Tuesday, April 17, 2012

Snake and Seagull

The two short-season plays at the Oregon Shakespeare Festival this spring are Chekhov's Seagull and Mary Zimmerman's The White Snake, both of which we saw last Saturday. (We return to Ashland in late July to see the rest of the eleven-play cycle.)

Not that much need be said here about Seagull, adapted and directed by Libby Appel in a production designed minimally but effectively by Christopher Acebo in the New Theater. We saw this "adaptation" a little over a year ago, when it ran in Mill Valley at Marin Theater in a different production. I set the word in quotes: at the time Appel's new version, based on Allison Horsley's literal translation of Chekhov's text, seemed to me more a restoration than an adaptation, redirecting the audience's response from the picturesqueness of an exotic, long-ago society to the social and philosophical questions at the heart of Chekhov's play, always relevant, now perhaps more than fifty years ago.

I wrote about that production here.The current production is less physically detailed than Marin's, narrowing the focus onto the text, the dialogue. Since so much of Chekhov's dialogue is always interior and unspoken, revealed by inference through the otherwise apparently irrelevant comments of characters who don't really attend to one another, this can be hard on the audience.
 
It has its value, though, rightly extending the effectiveness of the play beyond the evening of its performance. It's as if Kostya's avant-garde play, quickly shut down by its anguished young author at the beginning of Chekhov's play, begins to continue in one's mind after the abrupt yet laconic conclusion of Seagull. " Conclusion": what an inconclusive ending this is, for all but poor Kostya himself: the contemplation remains, will remain among Chekhov's characters, remains for those of us fortunate to have seen this fine production.

The White Snake is also an "adaptation", this time of an ancient Chinese story, and also a restoration os sorts, in that it returns its audience to the blend of entertainment and instruction, goofy comedy and poetic contemplation — there's that word again — that propels Chinese opera. (And commedia dell'arte, and Mozart-da Ponte, and…)

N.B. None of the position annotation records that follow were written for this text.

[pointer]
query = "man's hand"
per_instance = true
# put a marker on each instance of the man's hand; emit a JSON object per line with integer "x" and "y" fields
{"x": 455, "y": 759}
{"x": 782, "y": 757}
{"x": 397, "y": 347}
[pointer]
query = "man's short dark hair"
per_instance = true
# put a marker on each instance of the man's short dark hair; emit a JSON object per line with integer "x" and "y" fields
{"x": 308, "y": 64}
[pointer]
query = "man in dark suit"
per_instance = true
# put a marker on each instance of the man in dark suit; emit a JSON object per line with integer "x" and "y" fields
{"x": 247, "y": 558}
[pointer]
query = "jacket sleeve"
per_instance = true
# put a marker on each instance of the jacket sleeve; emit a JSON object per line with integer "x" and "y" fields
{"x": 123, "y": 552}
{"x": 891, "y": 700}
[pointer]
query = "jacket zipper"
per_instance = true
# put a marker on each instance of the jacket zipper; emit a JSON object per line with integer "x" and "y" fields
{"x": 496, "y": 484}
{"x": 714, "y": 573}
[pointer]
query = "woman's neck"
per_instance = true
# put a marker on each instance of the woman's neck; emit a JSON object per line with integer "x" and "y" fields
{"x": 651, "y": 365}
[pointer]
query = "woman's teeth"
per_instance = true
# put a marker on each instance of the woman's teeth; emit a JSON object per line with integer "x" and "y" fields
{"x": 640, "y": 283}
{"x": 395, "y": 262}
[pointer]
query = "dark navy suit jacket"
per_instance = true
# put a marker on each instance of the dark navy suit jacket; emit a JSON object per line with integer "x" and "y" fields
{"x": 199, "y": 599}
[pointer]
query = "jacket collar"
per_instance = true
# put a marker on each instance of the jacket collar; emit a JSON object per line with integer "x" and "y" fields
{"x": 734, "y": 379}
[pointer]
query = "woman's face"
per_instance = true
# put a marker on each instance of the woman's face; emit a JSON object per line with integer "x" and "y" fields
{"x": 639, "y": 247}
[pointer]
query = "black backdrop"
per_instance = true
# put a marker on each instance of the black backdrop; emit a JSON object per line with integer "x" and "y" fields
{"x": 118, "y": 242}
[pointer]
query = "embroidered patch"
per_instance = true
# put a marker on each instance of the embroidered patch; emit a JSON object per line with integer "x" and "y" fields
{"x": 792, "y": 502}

Story: Snake studies philosophy, yearns to learn human experience, disguises self as beautiful woman, seduces innocent tradesman, is exposed by Buddhist monk, returns to her mountain.

Zimmerman's script, developed from the plot sketch during the course of rehearsals, contains the vivacity of commedia improvisation within the voice of a thoughtful and studious playwright. There is one element I found jarring: the ensemble in the pit — flute, cello, and percussion — relied heavily on foursquare structures and conventional Western tonal harmony for the collectively generated musical chinoiserie that helps articulate the entertainment's progress. Where Zimmerman's direction and script adapt Chinese opera to the American stage, the musicians, I thought, seek to imitate it, constantly distracting my attention.

Still, there's a lot to like here. There is real poetry, pathos, and philosophy in Snake's predicament, ably and beautifully projected by Amy Kim Waschke (new to OSF), and poignancy in the role of Xu Xian, nicely taken by Christopher Livingston; and Tanya McBride and Jack Willis find just the right amount of brashness in the comic-relief roles of Green Snake and Fa Hai, the villainous monk.

Zimmerman's White Snake often made me think of Michael McClure's wonderful Gargoyle Cartoons of forty and fifty years ago. It's sad that neglect of the breakthroughs of that period has occasioned so much ignorance and the occasional re-invention, but it's reassuring, I suppose, that artistic truth will now and then, as here, bring a historically imperative notion back to contemporary life and relevance. Something else for that superbly enlightened serpent to contemplate, back on the eternal mountain she shares, I'm sure, with Konstantin Gavrilovich Treplyov.